I'm not saying that group projects are always a bad thing. In her particular class - debate - it's a necessary thing. Your method addresses something that is a deep concern of my kids' - people taking credit for their work. I didn't ever care about that myself. I always thought - 'Hey, you can give everyone in the class an A for all I care, but I wanna have learnt something at the end of it.'

My daughter can handle the feeble attempts at bullying - in fact, she's not at all upset by it. She's kinduva a big girl - and by her attitude and size the other kids assumed she was a senior. They were a bit surprised to find out she was only a freshman. I'm more indignant at the thought that these are the popular kids and they might easily get more nasty. OTOH, things seemed to have calmed down considerably.

In the past when I have worked on group projects, it always seems there are only a few people who do all the work.
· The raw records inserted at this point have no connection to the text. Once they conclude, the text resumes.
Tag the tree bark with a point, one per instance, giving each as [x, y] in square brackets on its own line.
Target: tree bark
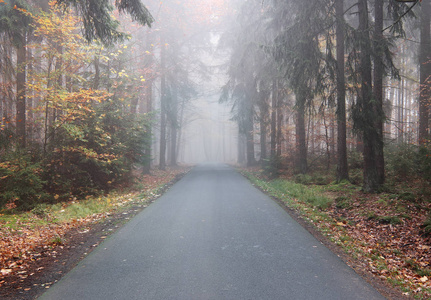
[367, 108]
[301, 147]
[378, 86]
[162, 158]
[425, 74]
[342, 167]
[21, 58]
[274, 119]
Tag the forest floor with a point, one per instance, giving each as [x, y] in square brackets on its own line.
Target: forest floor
[39, 246]
[382, 236]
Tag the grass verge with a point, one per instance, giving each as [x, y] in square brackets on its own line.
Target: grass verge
[380, 232]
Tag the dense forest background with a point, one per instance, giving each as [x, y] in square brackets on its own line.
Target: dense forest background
[322, 90]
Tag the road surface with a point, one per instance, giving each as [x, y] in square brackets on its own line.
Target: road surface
[212, 236]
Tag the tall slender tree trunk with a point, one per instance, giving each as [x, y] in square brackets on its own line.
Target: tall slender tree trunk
[279, 125]
[263, 125]
[342, 167]
[274, 119]
[148, 98]
[301, 147]
[249, 135]
[162, 158]
[378, 86]
[21, 59]
[368, 110]
[174, 124]
[425, 74]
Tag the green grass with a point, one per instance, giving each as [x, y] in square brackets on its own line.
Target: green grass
[287, 190]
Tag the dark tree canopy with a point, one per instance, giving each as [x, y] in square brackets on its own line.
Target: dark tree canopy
[97, 21]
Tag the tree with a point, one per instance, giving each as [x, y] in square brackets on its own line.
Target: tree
[425, 74]
[379, 51]
[297, 49]
[342, 167]
[98, 22]
[16, 24]
[365, 111]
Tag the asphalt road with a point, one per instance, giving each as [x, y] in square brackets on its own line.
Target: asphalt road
[212, 236]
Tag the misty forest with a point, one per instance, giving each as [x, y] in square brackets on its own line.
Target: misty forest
[326, 103]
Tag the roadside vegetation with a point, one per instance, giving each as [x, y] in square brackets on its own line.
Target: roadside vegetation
[26, 234]
[387, 234]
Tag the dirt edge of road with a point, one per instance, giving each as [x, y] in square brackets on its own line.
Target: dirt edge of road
[55, 262]
[383, 287]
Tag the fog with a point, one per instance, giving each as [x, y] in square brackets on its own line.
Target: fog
[193, 72]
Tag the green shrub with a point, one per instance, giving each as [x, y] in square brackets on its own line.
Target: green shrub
[21, 183]
[424, 162]
[272, 166]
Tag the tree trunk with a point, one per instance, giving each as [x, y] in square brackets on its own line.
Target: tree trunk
[274, 119]
[162, 158]
[263, 125]
[425, 74]
[174, 125]
[249, 135]
[21, 93]
[301, 147]
[342, 167]
[368, 110]
[378, 86]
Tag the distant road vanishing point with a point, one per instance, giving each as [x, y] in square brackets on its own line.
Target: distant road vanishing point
[212, 236]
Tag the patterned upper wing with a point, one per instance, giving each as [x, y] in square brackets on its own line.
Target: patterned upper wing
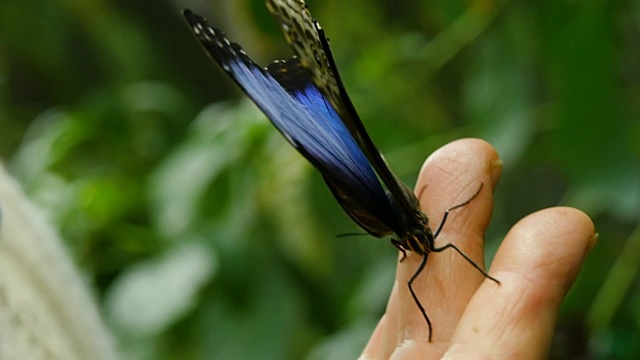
[310, 44]
[286, 93]
[302, 32]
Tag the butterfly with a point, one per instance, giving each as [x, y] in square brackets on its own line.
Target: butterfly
[306, 101]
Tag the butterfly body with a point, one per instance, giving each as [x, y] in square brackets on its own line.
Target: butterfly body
[306, 101]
In my last college course, there were two group projects. In the first I did all the work - which I didn't mind. Everyone got As - which I didn't mind. However, I had to go down twice a week to meet with the 'team' and these guys screwed around the whole time - and never one time did anything they said they would do. I was intensely irritated. Two of the group already knew java - I had to teach myself (course requirement which I ignored). It would have made much more sense for one of them to help design the project. This was a huge chunk of time outta the week and it nearly kilt me. For second class, I told prof, "Look, you can fail me if you want, but I'm doing the next project by myself." "But it's way to too much work for one person," he said. I'm doing all the work anyway, I said. Harder project and less work, because I didn't waste hours of every week explaining stuff to people who were perfectly capable and perfectly unwilling to do anything. It wasn't all THAT bad - one girl was very smart, worked hard, but couldn't program (no idea why they made her take a graduate course in operating systems). But the other two had no excuse.
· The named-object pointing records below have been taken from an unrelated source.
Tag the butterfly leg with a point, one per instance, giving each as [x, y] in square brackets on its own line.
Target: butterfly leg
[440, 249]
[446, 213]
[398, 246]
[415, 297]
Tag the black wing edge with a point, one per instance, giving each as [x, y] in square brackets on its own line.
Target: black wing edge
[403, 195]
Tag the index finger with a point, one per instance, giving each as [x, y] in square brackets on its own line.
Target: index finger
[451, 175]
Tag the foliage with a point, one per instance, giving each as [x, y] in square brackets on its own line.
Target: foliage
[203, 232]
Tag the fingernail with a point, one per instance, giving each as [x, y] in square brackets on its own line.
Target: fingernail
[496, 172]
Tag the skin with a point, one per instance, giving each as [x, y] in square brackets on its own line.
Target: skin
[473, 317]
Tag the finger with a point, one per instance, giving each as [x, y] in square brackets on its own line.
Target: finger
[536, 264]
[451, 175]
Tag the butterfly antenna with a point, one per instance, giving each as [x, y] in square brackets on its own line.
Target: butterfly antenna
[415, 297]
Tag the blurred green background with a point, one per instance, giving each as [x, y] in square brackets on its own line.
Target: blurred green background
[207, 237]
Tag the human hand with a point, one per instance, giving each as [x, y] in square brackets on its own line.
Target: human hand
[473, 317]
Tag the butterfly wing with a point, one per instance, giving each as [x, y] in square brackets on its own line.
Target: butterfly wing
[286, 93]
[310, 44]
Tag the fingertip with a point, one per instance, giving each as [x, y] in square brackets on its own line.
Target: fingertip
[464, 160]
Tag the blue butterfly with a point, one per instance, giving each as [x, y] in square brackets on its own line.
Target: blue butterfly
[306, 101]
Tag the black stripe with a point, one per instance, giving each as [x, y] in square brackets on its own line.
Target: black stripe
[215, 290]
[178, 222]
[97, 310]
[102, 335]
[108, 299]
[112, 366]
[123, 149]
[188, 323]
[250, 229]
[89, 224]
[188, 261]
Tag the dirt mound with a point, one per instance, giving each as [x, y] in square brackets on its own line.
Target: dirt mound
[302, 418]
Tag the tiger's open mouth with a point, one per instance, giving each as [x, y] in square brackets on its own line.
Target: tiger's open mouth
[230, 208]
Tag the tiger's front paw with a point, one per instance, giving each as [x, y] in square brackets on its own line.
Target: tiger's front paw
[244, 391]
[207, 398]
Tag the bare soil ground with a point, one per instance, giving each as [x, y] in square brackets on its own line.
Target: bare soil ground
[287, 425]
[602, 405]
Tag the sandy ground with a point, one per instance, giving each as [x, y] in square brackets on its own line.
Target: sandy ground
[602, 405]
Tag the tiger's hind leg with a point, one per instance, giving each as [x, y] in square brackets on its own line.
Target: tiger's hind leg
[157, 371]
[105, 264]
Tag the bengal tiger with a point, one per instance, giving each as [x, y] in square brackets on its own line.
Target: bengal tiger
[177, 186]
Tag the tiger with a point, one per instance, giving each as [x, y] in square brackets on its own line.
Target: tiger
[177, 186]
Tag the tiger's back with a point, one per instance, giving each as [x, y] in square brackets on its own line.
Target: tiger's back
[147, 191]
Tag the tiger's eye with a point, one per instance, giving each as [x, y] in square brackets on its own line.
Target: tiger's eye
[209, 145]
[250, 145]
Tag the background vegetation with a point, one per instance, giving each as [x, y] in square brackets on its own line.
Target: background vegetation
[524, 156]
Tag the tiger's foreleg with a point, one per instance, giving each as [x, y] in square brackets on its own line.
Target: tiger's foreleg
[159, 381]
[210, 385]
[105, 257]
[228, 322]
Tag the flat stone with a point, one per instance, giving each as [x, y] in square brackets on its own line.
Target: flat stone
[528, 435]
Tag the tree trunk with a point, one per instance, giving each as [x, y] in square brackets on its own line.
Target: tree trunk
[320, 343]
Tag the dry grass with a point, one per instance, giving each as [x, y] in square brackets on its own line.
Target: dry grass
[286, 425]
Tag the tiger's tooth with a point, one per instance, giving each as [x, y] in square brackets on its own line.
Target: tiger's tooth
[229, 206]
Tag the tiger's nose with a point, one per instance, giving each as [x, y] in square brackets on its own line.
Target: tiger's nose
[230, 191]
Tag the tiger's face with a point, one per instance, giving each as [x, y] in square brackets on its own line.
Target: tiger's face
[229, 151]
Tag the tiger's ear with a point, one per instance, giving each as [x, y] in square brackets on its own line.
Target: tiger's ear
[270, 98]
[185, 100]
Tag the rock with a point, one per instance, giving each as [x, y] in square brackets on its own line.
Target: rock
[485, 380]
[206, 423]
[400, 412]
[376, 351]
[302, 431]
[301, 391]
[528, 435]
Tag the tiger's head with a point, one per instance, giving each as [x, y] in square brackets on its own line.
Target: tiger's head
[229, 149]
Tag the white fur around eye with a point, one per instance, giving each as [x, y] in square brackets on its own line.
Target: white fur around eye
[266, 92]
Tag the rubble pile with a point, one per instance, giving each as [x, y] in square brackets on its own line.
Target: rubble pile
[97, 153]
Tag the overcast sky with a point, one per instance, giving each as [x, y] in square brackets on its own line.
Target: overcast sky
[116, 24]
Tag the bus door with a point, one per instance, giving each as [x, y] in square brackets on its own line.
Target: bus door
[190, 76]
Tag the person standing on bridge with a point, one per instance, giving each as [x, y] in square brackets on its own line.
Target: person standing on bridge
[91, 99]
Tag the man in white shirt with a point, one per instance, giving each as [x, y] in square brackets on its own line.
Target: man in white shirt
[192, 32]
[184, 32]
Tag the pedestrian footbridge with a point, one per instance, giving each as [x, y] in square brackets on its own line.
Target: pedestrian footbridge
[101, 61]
If there are N people, I never expect everyone to do 1/N amount of work. But I do expect everyone to work hard to make some contribution. In this project, I did the design, I did the implementation, I set up the test cases, I did the analyses, I wrote the final report. Ironically, the girl who didn't know very much was the biggest help. I could actually talk things through with her. She'd come up with some vague idea I'd shoot down. This was most helpful with the homework problems. God were they hard. Every week - ten problems. On average, each problem would take about 30 minutes just to understand it - and some of them twice that. When I'd call her on Mondays, she'd have put considerable effort into nearly every problem. On several problems I think her approach was better or more thorough than my own. Considering her lack of background, this feat impressed me. Contrast this with the goof-offs who had very good experience going into the course. First, they knew java (for the programming part). Second, they were still in graduate school, so a lot of things were still fresh in their minds and they had all the basic stuff outta the way. When I called them, they had generally not even attempted the problems. It was a one-way braindump. Again, I don't mind this if it didn't take time. As I don't care about anyone else's grades, I would have been happy to fax my homework to them, but the requirement was to discuss the stuff which would take a coupla hours a week (in addition to the projects).

I learned more in the course than any other I've ever taken. It was also the hardest course I've ever taken. But it didn't have to be so painful. And it wouldn't have been had I not been stuck with goof offs. Now I could have settled for just doing a fair portion of the work and turning in a non-working a project - or not doing the research part or no paper. But I was determined to get an A no matter what. Whether anyone else got an A or F, whether they got what they deserved or anything like that is not my concern.

This was not my first experience with group work. It was my last, though, and it was also the absolute worst.